If there was ever any doubt in my family about who is the Master of Surprise, I have clearly won it now.
This year has been… a gigantic mess. From having to uproot all of our plans to move to Iowa, to having family members with health concerns, to moving again during school, to facing blow after blow that just seemed to knock us down… it’s been a tough year. Something needed to change, and we all needed a bit of good news. David and I knew from the beginning that this first semester would be challenging, but if we could just make it to the other side, things would be so much better and we could breathe easy again.
As we finally approached December, it seemed that our streak of madness was finally coming to an end and we could see the proverbial light at the end of the tunnel. As David approached the end of his college career, the job interviews (and offers!) started coming in. I was so proud of him! All of his hard work was finally, tangibly paying off. He accepted an offer close to home and was happy. The best thing for me was to see him so happy.
So like always, I was scheming. We were past due for a surprise.
I had been planning a surprise dinner for David in conjunction with both sides of our families as a way to celebrate his graduation. Much to my surprise, everyone could make it work on a day that fit my busy end-of-finals schedule. Getting everyone together in the same place at the same time was nothing short of a miracle in itself. But this whole plan turned out to not be the real surprise.

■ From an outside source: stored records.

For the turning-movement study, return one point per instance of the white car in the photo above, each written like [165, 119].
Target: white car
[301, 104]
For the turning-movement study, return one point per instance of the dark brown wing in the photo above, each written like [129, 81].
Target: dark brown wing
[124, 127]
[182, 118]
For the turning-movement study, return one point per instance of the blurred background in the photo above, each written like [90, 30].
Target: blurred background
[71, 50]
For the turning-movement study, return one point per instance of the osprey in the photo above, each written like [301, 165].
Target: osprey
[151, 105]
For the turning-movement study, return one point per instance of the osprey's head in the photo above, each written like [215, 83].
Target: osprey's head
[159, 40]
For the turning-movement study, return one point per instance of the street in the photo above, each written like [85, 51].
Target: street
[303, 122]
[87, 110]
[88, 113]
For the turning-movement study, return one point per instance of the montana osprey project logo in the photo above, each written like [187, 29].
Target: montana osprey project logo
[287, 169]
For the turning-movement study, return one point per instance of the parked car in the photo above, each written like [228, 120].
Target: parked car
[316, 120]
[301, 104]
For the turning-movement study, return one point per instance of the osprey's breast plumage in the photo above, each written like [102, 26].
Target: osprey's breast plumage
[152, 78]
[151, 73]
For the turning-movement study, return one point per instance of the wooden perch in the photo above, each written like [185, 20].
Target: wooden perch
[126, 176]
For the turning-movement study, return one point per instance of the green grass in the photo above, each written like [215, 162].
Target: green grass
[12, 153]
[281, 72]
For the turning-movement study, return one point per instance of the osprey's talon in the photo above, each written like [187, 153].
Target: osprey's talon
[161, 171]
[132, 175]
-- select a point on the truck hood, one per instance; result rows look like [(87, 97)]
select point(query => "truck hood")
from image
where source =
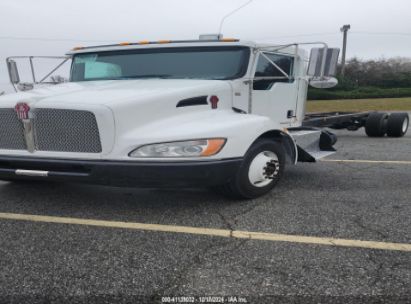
[(112, 92)]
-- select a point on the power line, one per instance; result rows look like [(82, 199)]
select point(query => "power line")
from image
[(51, 39), (300, 35), (381, 33)]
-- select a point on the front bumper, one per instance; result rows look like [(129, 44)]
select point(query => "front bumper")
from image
[(121, 173)]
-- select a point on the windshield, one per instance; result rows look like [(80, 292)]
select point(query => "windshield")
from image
[(214, 63)]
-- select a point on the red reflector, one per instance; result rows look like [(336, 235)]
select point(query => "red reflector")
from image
[(214, 101)]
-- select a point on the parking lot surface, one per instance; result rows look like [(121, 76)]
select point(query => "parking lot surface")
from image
[(369, 201)]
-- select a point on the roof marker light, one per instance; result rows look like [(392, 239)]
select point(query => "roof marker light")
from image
[(229, 40)]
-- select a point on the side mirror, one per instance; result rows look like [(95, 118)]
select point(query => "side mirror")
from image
[(13, 71), (324, 83), (323, 62), (24, 86)]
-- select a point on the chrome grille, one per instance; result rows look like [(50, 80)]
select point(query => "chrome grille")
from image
[(11, 131), (60, 130)]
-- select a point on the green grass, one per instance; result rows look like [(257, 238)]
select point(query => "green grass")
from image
[(358, 105)]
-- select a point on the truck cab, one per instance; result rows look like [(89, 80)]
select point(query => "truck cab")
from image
[(223, 113)]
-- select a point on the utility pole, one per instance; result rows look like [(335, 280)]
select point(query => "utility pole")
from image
[(344, 30)]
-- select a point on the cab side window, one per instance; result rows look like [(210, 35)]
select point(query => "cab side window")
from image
[(266, 69)]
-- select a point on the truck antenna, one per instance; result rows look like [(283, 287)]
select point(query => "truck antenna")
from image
[(232, 13)]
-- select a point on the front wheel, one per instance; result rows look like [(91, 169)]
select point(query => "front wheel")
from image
[(262, 168)]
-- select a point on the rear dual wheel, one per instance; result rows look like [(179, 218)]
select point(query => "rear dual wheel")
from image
[(397, 124), (262, 168), (394, 125)]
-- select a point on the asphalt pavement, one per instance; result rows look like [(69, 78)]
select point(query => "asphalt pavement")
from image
[(44, 262)]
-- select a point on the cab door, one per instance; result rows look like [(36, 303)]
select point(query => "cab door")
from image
[(275, 91)]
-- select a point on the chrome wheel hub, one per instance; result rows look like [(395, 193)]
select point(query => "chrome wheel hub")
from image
[(263, 169)]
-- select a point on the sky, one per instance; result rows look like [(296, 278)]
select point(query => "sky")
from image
[(379, 28)]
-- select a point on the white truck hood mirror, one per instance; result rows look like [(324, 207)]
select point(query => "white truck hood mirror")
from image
[(323, 83)]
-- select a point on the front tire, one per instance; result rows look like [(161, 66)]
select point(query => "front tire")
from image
[(260, 171)]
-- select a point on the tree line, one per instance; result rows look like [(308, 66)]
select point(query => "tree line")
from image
[(370, 79)]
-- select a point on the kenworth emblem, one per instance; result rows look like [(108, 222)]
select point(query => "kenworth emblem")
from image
[(22, 109)]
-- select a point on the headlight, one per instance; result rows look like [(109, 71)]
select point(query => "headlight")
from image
[(190, 148)]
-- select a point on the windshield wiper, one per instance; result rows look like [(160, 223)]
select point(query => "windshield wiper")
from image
[(162, 76)]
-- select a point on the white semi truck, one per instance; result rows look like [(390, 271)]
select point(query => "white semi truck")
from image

The day before the surprise dinner, David got a phone call about a job offer for THE BIG ONE–the job he really, really wanted– and all of a sudden things turned upside-down again. The first offer he had accepted he now had to turn down at the last minute. Imagine that, us having plans and at the last minute everything changes… it’s never boring around here, that’s for sure!
And so, the “surprise” dinner now had an even bigger surprise… sharing the news about this big new job!
I love seeing the look on David’s face when I pull off a surprise. I loved that it all worked out so well. Hugs were shared, a great meal was had, and David got to share his big news about the job. It couldn’t have been more perfect, and everyone was so happy. Our family has desperately needed some good news in the past few months, and it warmed my heart to see everyone smiling and having a good time together.
Only…. David knew about the surprise dinner the entire time I was planning it. Because there was even bigger news.
Under the guise of a graduation present, David opened his small gift from me while I handed out small gifts to everyone else.
It has been so hard to keep our little secret for the past three months.
Everyone else’s gift was a wrapped frame of baby’s first ultrasound picture.
The look of surprise on everyone’s faces and the squeals of excitement were exactly what I’ve been hoping for as we’ve been planning all of this for months. The look on my mom’s face was priceless! My mom, who automatically senses when someone is pregnant, had no idea… and that was the ultimate surprise.
And to make it that much sweeter: my cousin and her husband are also expecting, and we are due only four days apart!
Things couldn’t have worked out any better. Our families finally got the good news we’ve all been waiting for. I’m healthy, everything is progressing normally, school is going well, and David is ecstatic over this new job.
In all honesty, I’ve been waiting for someone to make a negative comment about me being pregnant while in school. We’d already been planning on starting our family sometime during school anyway, so it’s not like we haven’t put any thought into it beforehand. The worst part of it has been being so sick during the past three months. Some days, I was so nauseous and just useless, I got nothing done. Having the stomach flu during finals nearly pushed me over the edge, and for a day or two I was scared to death I’d end up tanking the finals and having to repeat the entire semester. My anatomy professor, who is a saint in my book, has helped me out so much at the end of the year–but she’s also expecting, so maybe that is why she took pity on me. She was the only one who actually knew about our little one; another professor, one of my favorite neonatologists, just happened to figure it out by herself (sick + pale + not herself = the hallmarks of pregnancy, apparently). Everyone has been SO supportive, which has been a big surprise, but a welcome one. If there is anything I’ve learned about school so far and juggling outside responsibilities, it’s that there is a way to make everything work, it just has to be prioritized. I’m hoping that this stays true once the little one gets here–but I’m not the only student in my class that is either expecting or has a very young child at home, which gives me hope. That’s not to say that having a baby next summer (my last “summer” break ever) hasn’t disrupted our travel plans–our vacation to Costa Rica, and medical missions trips to Ecuador and Brazil are all canceled–or better, postponed. There will be opportunities for those things later.
Although, I’m pretty much convinced that if I can exceed nearly every single goal I’ve set for myself for the semester while being unbelievably sick (and a terrible student) for half of it, then I can do just about anything.